Cerises de terre.
Je ne suis pas un collectionneur. Je suis un jouisseur.
Bon, il m’arrive d’enfiler… Mais je ne collectionne pas.
J’ai cessé de collectionner sur le chemin de l’école, j’avais douze ans. En laissant choir mon album de timbres magyars dans la flaque d’eau, Gagnon, qui transpirait la jalousie par toutes les pores de son être faisandé, a sonné le glas de cette manie que j’avais jusque-là de la collectionnite aiguë quand j’étais ti-cul : ramasser des roches, des livres, des objets hétéroclites…
Quoi? Tous ces efforts de possession pour en arriver là?
Il y a quelque chose de fétichiste dans ce besoin de collection. Depuis ce temps, je préfère jouir du moment présent.
Par exemple, quand je mange une cerise de terre, je suis dans le moment présent. Oh, je dis le moment présent : elle ne tombe pas du ciel, cette cerise de terre. Elle ne provient pas du supermarché non plus.

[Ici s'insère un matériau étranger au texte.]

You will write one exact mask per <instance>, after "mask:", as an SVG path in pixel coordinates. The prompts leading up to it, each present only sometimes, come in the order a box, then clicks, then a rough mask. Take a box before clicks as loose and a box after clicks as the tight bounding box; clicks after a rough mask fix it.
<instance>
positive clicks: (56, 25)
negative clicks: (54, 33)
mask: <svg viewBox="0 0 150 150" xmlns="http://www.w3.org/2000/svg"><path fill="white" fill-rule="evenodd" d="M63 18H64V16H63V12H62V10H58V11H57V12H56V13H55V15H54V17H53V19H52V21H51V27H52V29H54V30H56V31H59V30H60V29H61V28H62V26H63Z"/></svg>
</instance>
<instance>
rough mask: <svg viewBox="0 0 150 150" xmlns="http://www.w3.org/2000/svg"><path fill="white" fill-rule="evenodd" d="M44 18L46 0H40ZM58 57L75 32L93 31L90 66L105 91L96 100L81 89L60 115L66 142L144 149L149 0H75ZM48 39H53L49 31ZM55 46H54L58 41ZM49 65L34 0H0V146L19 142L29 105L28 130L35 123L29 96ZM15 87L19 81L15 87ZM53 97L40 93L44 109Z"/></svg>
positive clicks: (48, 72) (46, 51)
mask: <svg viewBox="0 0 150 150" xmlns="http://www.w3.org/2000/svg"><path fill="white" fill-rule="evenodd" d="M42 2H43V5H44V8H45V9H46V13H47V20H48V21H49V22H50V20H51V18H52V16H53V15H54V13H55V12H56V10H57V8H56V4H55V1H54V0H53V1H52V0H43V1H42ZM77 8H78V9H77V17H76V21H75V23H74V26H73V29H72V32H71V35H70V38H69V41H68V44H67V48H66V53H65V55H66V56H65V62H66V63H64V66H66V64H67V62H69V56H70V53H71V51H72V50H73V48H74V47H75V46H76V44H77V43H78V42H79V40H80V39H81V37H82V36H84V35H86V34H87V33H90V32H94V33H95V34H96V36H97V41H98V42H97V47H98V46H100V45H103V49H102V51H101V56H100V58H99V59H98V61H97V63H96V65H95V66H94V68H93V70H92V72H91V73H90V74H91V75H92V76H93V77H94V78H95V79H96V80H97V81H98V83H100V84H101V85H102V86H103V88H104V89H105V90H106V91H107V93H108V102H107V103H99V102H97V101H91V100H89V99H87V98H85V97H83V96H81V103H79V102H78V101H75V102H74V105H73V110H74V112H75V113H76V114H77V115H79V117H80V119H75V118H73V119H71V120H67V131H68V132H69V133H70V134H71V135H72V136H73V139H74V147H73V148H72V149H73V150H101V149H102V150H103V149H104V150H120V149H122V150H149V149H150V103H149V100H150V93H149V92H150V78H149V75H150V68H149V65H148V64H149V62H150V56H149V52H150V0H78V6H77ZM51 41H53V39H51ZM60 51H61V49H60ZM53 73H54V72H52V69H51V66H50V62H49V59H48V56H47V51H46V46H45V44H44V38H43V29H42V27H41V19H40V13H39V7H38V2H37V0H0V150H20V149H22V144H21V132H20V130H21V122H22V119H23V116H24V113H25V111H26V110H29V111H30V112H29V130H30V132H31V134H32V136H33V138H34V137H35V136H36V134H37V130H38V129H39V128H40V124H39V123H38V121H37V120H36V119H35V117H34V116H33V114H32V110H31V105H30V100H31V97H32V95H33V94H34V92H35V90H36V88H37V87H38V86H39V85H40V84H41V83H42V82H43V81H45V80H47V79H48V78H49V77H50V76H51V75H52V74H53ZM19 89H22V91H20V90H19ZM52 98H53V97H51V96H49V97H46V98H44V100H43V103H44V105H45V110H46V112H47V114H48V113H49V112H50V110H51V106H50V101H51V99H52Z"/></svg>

J’en mets quelques plants en terre au printemps. Chaque plant fait racine et mature lentement, sans crier gare, avant de donner à l’automne, jusque tard en octobre, une abondance de ce petit fruit d’un bel orange bronzé qui se trouve à grandir dans un calice, le petit sacrament.
Les cerises de terre deviennent gorgées, chaudes et mielleuses, lorsqu’on les fait sécher au soleil. Il faut en saisir une, puis une autre… pour les faire sortir de leur cage et découvrir au toucher, au nez et au goût un fruit légèrement différent du précédent… en chaleur, en couleur, en grosseur… chacune ayant son parfum, sucré ou plus âpre…
La cerise de terre porte plusieurs variétés aux noms charmants : physalis, cerise d’hiver, groseille du Cap, coqueret du Pérou, amour en cage…
Amour en cage!
En grappe, on les appelle des lanternes japonaises, chaudes comme des soumises mûres. C’est un fruit à manger avec les doigts, nonchalamment… ou avec davantage d’autorité.